3.2 Colour space separation A colour model is an abstract mathematical model demonstrating the various representations of the colour components in terms of a specified colour space. Colour space conversion (Nanni and Lumini, 2009b) is the translation of colour components from one basis to another. In case the sample ear images are provided in the RGB colour space, we transform the RGB sample in the following 12 colour spaces viz: ‘YPbPr’, ‘YCbCr’, ‘YDbDr’, ‘JPEG-YCbCr’, ‘YIQ’, ‘YUV’, ‘HSV’, ‘HSL’, ‘XYZ’, ‘LAB’, ‘LUV’ and ‘LCH’ as suggested by Nanni and Lumini (2009b). Then, the individual image components of each of the 13 spaces are submitted to the normalisation and pre-processing phases. A few sample conversions of a test image are shown in Figure 3. Figure 3

Sample image in YUV, HSV, XYZ spaces (see online version for colours)

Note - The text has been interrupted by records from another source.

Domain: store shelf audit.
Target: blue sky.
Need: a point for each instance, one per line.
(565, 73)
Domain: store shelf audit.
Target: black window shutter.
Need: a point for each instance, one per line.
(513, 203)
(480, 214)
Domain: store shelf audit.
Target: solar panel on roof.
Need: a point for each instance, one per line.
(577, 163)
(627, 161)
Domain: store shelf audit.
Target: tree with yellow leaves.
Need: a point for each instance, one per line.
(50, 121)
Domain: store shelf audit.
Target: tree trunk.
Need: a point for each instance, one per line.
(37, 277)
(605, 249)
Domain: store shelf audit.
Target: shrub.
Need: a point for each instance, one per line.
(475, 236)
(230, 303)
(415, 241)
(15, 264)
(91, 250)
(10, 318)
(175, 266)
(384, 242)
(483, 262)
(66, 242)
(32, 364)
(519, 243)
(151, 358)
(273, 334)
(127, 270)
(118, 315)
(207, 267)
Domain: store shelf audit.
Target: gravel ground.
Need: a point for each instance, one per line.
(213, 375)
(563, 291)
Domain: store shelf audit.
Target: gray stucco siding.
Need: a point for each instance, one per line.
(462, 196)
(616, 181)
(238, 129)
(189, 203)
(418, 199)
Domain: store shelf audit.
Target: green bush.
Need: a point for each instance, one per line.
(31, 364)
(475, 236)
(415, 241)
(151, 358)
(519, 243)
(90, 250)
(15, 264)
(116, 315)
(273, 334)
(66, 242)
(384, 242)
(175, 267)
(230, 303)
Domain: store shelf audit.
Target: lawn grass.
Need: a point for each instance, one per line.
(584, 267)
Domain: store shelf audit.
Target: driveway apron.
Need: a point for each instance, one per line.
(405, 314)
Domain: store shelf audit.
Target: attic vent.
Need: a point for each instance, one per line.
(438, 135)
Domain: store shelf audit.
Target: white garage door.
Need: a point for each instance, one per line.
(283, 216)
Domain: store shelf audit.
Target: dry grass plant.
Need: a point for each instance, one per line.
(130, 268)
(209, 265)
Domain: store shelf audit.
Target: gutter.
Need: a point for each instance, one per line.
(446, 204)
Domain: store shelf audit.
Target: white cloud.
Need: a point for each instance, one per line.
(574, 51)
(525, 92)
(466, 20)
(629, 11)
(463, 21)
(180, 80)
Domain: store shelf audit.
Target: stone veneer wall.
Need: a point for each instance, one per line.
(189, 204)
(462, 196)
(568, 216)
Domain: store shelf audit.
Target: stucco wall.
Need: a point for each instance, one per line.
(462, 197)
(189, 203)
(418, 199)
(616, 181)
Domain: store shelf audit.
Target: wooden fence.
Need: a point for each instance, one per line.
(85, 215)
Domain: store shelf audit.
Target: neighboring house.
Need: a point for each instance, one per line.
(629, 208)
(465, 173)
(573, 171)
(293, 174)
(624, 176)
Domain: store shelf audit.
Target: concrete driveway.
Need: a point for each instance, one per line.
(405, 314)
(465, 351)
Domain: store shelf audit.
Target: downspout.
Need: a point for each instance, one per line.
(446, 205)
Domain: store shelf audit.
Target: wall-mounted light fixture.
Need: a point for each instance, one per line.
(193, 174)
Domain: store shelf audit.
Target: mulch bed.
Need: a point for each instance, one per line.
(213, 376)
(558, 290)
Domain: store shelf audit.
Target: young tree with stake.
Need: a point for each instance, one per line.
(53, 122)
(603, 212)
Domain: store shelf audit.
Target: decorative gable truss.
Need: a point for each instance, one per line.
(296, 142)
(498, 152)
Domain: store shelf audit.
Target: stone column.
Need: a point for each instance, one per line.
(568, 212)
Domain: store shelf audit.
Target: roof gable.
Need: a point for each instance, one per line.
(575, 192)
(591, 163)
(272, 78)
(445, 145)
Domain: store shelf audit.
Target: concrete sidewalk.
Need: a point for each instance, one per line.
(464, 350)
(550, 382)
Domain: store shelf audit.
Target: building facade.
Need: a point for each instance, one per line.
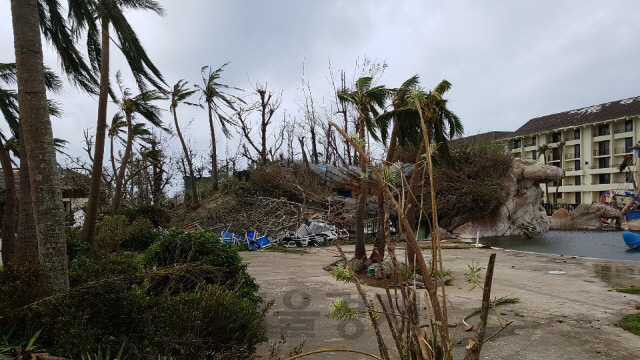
(590, 144)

Thus, for a single ear sample, we have the opportunity to obtain 1*13*3 (Number of colour spaces * Number of components in each space) = 39 trainable samples for the global matcher. Later, we would also demonstrate the relative flexibility of the Gabor filter with each of these colour space samples, thereby summarising the effectiveness of the colour space analysis.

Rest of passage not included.